Multifractal analysis for signal and image classification
Stéphane Jaffard, UPEC
Stéphane Jaffard, UPEC
Seminar • 23 March 2017
AbstractMultifractal analysis was introduced at the end of the 1980s by physicists whose purpose was to relate global regularity indices associated to a signal (velocity of turbulent fluids) with the distribution of pointwise singularities present in the data. Several variants were later proposed, including methods based on local suprema of the continuous wavelet transform, or Detrended Fluctuation Analysis (DFA). We will focus on methods based on wavelet coefficients, using an orthonormal wavelet basis.
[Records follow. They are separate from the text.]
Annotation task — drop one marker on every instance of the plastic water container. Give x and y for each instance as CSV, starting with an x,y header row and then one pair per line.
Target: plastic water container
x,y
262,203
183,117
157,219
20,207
We will see how the tools supplied by multifractal analysis can be adapted to particular types of data: e.g. the use of p-leaders (local L^p norms of wavelet coefficients) vs. leaders (local suprema of wavelet coefficients) depending on the global regularity of the data, or anisotropic wavelet transforms for the analysis of anisotropic textures. We will also see and how to adapt the analysis when the data do not present a global self-similarity. These ideas will be illustrated by a wide range of examples, such as : (in 1D) turbulence, internet traffic, heart-beat intervals, literary texts, and (in 2D) natural images, paintings and photographic papers. As regards literary texts and paintings, we will see that parameters originating from multifractal tools can give rise to new methods in textometry and stylometry.